English television reporter and producer

Natasha Stillwell is an English television reporter and producer, known in Canada for the television show Daily Planet, on Discovery Channel Canada and in Northern and Central Scotland for her reporting role on STV’s The Five Thirty Show.

Originally from Hertfordshire, Natasha grew up in Edinburgh, she was a weather girl on the city’s now defunct LIVE! station. Following this, Natasha worked for the independent television production company Tern Television where she hosted shows for the BBC and Channel 4 before moving to Canada in September 2002 to join Jay Ingram on Discovery Canada’s science and technology show.

Her appearance on Daily Planet was occasionally parodied on CBC comedy show This Hour Has 22 Minutes by comedian and impressionist Gavin Crawford.
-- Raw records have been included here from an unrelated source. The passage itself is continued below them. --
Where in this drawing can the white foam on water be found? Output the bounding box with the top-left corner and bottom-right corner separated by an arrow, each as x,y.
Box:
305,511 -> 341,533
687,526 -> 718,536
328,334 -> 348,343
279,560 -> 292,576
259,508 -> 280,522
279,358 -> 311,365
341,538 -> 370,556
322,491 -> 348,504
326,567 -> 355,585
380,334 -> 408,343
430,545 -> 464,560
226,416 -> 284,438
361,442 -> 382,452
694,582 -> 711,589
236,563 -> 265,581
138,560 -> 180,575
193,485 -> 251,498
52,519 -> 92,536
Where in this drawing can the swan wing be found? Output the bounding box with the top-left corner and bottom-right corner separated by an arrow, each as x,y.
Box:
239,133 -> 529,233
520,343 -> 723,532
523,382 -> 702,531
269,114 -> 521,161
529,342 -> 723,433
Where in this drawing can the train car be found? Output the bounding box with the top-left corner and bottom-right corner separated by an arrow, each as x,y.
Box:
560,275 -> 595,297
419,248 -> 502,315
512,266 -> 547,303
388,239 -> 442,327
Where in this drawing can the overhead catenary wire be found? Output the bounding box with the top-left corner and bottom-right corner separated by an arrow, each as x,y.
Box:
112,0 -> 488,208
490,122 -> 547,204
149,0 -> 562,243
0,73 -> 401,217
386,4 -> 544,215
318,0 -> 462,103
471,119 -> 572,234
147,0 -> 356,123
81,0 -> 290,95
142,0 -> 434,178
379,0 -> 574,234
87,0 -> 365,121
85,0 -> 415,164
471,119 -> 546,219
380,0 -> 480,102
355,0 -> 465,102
Stillwell’s final appearance was 2 February 2007.

She returned to Scotland, joining STV for the launch of their features magazine programme The Five Thirty Show as one of the show’s reporters from 28 January 2008 until the programme was axed on 15 May 2009. Stillwell then became a producer for The Five Thirty Show’s successor, The Hour.

She has also presented her own video blog, Stillwell Science, on YouTube, and written articles on science for The Times newspaper.

In 2011, Stillwell joined Twig, a company that makes educational films and resources. She served in a number of roles before the company was acquired by Imagine Learning in 2022, and now serves as president of Imagine Learning Studios, UK.